I love teaching beginners’ courses. It’s such a wonderful opportunity for me as a teacher to see new students beginning to understand how their bodies work. And beginners often come up with the most interesting questions, because they’re coming at it with fresh eyes — and this means I learn a lot too.

Bookings are essential for these courses, so if you’re interested, you can book here. Alternatively, send me an email (sophie@omgamyoga.com), and I’ll book you in.

Restorative Yoga in Redfern, Sydney

A while back, I was going to a restorative yoga class every Wednesday evening. I remember trying to explain to a friend of mine that I often left that class feeling rather drunk—the lovely floaty, happy kind of drunk. I’d walk home, my legs feeling almost fluid, like they were moving with no effort on my part. I slept like a baby every Wednesday night (and never woke up with a hangover!).

Sadly, my schedule changed, and I was no longer able to attend that class. I’ve missed it enormously.
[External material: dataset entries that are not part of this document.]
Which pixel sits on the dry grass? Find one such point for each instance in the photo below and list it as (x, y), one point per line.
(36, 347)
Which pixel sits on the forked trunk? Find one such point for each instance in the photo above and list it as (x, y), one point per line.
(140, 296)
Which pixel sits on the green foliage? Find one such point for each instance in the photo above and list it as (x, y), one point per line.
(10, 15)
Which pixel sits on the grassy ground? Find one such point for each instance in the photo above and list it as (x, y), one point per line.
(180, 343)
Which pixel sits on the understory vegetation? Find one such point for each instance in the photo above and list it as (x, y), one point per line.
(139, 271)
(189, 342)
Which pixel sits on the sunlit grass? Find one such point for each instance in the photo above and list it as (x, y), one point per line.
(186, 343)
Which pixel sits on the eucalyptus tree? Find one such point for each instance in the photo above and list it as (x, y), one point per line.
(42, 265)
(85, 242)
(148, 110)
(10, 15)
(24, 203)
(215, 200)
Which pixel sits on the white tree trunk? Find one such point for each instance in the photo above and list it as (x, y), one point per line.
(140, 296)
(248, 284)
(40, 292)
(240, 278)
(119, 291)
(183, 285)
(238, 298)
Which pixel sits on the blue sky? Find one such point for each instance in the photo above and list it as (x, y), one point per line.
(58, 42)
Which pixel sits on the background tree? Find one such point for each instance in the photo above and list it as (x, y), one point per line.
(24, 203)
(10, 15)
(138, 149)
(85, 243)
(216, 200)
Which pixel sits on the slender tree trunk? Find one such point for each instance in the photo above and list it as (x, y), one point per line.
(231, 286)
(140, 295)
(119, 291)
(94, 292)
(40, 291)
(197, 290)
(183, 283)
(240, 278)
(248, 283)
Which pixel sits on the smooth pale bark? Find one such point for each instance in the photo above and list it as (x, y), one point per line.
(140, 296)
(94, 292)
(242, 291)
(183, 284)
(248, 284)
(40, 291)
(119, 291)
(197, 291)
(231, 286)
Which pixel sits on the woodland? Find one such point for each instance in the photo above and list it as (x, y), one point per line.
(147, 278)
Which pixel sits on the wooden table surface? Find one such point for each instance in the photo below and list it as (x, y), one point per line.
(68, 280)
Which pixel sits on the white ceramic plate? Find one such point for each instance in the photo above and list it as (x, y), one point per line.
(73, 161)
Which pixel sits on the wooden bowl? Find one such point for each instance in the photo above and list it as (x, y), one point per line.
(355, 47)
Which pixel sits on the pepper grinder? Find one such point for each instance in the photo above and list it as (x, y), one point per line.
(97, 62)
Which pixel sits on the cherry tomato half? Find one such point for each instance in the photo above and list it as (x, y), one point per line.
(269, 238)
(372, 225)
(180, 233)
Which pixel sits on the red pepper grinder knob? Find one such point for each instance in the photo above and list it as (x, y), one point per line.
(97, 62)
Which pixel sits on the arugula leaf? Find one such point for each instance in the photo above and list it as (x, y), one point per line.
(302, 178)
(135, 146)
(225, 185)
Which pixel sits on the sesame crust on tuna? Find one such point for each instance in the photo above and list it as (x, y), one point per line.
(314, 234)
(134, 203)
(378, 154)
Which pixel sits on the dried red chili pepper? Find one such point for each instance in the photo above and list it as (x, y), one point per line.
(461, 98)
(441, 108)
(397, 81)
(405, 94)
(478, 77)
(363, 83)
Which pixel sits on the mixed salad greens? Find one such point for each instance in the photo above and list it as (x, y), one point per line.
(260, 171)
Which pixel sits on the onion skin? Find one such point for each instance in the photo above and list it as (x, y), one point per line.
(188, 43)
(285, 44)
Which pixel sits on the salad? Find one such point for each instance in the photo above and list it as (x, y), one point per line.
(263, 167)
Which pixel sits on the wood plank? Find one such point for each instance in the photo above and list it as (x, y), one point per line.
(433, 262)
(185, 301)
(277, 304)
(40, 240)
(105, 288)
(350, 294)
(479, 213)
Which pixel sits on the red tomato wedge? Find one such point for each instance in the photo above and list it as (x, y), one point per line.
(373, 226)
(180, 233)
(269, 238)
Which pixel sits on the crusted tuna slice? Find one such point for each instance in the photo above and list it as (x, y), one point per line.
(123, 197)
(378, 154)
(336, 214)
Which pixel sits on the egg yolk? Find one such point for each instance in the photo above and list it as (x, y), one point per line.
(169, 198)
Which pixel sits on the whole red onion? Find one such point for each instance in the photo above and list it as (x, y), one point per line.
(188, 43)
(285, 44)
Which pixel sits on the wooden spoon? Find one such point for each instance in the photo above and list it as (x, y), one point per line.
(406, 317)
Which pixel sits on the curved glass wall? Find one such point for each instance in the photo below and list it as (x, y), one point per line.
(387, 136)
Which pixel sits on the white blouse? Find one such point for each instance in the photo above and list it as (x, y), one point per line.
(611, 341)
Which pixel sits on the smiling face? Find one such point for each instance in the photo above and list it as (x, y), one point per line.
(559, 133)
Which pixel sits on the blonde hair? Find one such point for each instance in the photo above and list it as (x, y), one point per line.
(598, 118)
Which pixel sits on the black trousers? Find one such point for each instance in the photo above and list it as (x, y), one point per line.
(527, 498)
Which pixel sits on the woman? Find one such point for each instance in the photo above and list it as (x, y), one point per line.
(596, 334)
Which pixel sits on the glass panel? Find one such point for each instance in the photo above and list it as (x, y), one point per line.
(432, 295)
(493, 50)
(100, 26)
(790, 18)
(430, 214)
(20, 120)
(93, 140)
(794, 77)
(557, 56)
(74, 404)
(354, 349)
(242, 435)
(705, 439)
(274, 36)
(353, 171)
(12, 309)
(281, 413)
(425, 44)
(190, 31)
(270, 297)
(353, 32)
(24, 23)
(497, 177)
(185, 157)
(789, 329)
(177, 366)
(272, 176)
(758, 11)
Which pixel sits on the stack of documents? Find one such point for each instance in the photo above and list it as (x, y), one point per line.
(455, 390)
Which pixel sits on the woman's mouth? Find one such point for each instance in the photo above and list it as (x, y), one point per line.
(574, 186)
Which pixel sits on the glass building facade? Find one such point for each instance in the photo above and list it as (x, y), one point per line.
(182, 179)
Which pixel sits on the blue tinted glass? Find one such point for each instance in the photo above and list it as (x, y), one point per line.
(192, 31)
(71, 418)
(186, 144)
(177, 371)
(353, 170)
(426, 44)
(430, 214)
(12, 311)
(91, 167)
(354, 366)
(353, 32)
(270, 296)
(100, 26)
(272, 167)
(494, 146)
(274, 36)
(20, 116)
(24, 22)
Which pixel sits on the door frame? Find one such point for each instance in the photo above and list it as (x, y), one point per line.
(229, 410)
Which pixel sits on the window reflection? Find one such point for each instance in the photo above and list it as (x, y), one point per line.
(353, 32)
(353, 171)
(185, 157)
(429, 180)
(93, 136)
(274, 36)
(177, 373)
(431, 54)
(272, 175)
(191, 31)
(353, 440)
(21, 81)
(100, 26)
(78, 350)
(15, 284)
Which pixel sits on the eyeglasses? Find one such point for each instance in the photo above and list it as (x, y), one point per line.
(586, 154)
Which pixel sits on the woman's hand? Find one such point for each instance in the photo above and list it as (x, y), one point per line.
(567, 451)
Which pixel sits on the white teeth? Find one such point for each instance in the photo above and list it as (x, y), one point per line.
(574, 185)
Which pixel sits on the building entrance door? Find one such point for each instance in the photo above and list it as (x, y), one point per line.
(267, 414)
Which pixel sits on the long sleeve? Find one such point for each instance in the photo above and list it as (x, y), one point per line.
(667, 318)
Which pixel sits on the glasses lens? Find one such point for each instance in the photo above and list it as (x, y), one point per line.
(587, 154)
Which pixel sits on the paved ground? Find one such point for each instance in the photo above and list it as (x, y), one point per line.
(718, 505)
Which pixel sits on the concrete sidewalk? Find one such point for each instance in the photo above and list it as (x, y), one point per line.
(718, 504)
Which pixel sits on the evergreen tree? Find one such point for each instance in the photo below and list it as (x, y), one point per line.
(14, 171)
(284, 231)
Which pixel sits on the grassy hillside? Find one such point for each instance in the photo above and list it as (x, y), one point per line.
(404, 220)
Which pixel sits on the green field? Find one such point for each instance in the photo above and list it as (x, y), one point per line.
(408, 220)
So I was really excited to hear that a lovely Twitter friend of mine, Kat Selvocki, is running a restorative yoga series at House of Yoga in Redfern, starting tomorrow. I’m not going to be able to get to all the classes, but I am determined to make it to as many as I can.

As someone who is very bad at taking time out to just refresh, a restorative yoga class provides a structure that helps me do that. If you’re looking for a relaxing way to end your weekends, and a way to start the week feeling refreshed, I can’t recommend this series enough. Details are here.

Stillness

Stillness is not the absence or negation of energy, life, or movement. Stillness is dynamic. It is movement, life in harmony with itself, skill in action. It can be experienced wherever there is total, uninhibited, unconflicted participation in the moment you are in—when you are wholeheartedly present with whatever you are doing. ~ Erich Schiffmann ‘Yoga: the Spirit and Practice of Moving into Stillness’

I must’ve read this paragraph at least ten times over the last two years. It still strikes me every time. Stillness, on the rare occasion we manage to get it right, is dynamic. I love that idea.

Yoga flow video from YogaChick

I love this flowing sequence from YogaChick. She’s recently been experimenting with short-ish videos of her own practice, and they’re really lovely to watch — and have given me lots of ideas for my own practice, and for teaching! If you’re interested in seeing a few more, you can find them on her blog, or on YouTube.

My words in Death of a Scenester

Melbourne ‘zournal’, Death of a Scenester is launching its fifth issue, Food, next Saturday night in Abbotsford in Melbourne. Some words of mine on growing my own food and the subtleties of vegetarianism will appear in this issue.

Unfortunately I can’t make it to the launch, but if you’re in Melbourne, do try and get along! I’m really looking forward to getting my hands on a copy of this issue.

Yoga: Changing The Brain’s Stressful Habits | Psychology Today

This is perhaps the most accurate description of why, once I started, I continued to practice yoga. Physical exercise, sure, but mainly because it’s helped me manage better my stress reaction. Think calm blue ocean, calm blue ocean, calm blue ocean.

As a neuroscientist, despite my initial incredulity, I came to realize that yoga works not because the poses are relaxing, but because they are stressful. It is your attempts to remain calm during this stress that create yoga’s greatest neurobiological benefit.

via Yoga: Changing The Brain's Stressful Habits | Psychology Today.